Atlantic City Finances Patched by Casino Tax-Lien Payments
The short-term financial needs of struggling casino destination Atlantic City, New Jersey, have been patched for the short term by tax lien payments for three of the city’s casinos, two of which have long since shut their doors.
The weird story of the Revel closure and disputed bankruptcy auction — more on the latest developments there in a bit — includes a lifeline of sorts extended to the city by Wells Fargo Bank, the primary financier of the failed Revel casino. After negotiating a discount from Atlantic City officials, Wells Fargo has agreed to purchase an outstanding tax lien on the Revel property, which closed in September.
Instead of the lien’s full total of $32.5 million to the city, Wells Fargo will pay Atlantic City $26 million. In exchange, Wells Fargo receives a foreclosure option on the casino and property, which in total cost $2.4 billion to acquire and build.
The $26 million now guaranteed by Wells Fargo adds to $22 million the city recently received to cover oustanding tax liens owed on Trump Entertainment’s two bankrupt properties, Trump Plaza and Trump Taj Mahal. The guarantor of the tax lien for those two properties has yet to be publicly identified. Like the Revel, the Trump Plaza has already closed its doors, while the Trump Plaza teeters on the edge of closure, buoyed for only a few weeks by a separate $20 million pipeline in operating funds put forth by billionaire financier Carl Icahn.
Recent developments in the Revel saga continue to be entertaining, if not particular fruitful. At last check, the official winner of the bankruptcy auction for the Revel property, Canadian financing group Brookfield Asset Management, had backed out of its winning auction bid of $110 million. At issue was a disputed debt over the power plant that generates energy for the casino property.
Brookfield’s exit meant that the auction winner would default to a backup bid, a $95.4 million offer made by the mercurial Glenn Straub. Industry watchers remember that Straub protested the initial auction results after his original $90 million bid was used as a stalking horse to find other bidders, which resulted in Brookfield Asset’s now-rescinded offer.
Straub at one point increased his own offer from $90 to $95.4 million, then protested the auction framework, asserting improprieties in the bidding process. Now that Straub’s bid is back in play, he has petitioned the bankruptcy court to reduce the amount owed for the property, if confirmed, as $87 million, not $95.4 million.
The $8.4 million difference, according to Straub’s attorneys, is due to the original $5.4 million bid upgrade from Straub which Straub later asserted was extracted under misleading pretenses, plus a $3 million breakup fee originally negotiated as part of Straub’s bidding process.
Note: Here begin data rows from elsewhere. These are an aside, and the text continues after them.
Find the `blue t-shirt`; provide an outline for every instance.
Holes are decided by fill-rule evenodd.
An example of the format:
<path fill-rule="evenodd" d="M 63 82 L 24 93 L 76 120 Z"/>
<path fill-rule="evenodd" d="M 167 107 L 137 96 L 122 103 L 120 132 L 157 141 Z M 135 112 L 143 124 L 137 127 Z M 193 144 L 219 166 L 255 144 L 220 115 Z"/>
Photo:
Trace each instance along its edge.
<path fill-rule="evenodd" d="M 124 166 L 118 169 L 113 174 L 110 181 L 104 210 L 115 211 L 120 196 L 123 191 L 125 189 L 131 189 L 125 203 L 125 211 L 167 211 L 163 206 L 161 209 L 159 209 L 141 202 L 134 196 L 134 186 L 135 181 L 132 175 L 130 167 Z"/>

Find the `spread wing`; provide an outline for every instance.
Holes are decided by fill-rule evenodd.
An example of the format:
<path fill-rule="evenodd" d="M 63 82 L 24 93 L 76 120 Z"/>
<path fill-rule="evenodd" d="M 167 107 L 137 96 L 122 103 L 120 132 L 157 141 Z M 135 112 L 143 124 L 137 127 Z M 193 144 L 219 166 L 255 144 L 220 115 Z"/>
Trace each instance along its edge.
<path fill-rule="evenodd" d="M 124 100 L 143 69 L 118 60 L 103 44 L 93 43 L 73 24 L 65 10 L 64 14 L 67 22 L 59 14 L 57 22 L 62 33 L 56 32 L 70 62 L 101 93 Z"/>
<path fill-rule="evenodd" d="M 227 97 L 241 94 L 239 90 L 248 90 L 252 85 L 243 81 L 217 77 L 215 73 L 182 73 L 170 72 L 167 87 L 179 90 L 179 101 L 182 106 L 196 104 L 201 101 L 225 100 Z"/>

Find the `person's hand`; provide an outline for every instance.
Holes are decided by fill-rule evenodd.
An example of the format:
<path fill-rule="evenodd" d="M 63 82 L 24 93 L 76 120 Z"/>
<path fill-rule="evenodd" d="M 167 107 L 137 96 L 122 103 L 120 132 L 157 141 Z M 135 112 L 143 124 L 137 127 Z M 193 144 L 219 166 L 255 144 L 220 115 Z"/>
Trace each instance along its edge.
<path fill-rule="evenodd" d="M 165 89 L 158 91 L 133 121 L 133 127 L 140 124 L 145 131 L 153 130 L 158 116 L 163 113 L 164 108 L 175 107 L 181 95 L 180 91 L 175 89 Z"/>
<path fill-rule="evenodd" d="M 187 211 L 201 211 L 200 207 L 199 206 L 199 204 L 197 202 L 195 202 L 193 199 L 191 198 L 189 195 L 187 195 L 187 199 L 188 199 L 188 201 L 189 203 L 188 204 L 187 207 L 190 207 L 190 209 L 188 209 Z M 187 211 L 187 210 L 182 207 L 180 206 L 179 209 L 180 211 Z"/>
Straub believes he’s due the extra $3 million because Revel’s owners have pocketed an $11 million contingency fee associated with Brookfield Asset’s failed bid.
Even if the Floridian millionaire Straub is declared the winner of the property, it’s not quite clear what will become of the now failed mega casino. Revel’s closing cost the Atlantic City casino market roughly 3,100 jobs, and Straub’s various concepts for the property don’t include relaunching the property as a new casino. Instead, Straub has publicly toyed with such concepts as converting the Revel into a “genius academy.” Think of that as a United Nations for thinkers, where the world’s greatest minds would meet and work toward solutions for solving social ills.
Whether that concept could come to fruition, or whether Straub has something in mind that will produce a more firm return on investment, remains to be seen. Despite Straub’s ongoing flirtations, Atlantic City itself can rest easier for a few months. The Revel’s now-guaranteed tax lien payment, when added to that for the two Trump Entertainment properties, allows the city to cover its own budget needs well into 2015.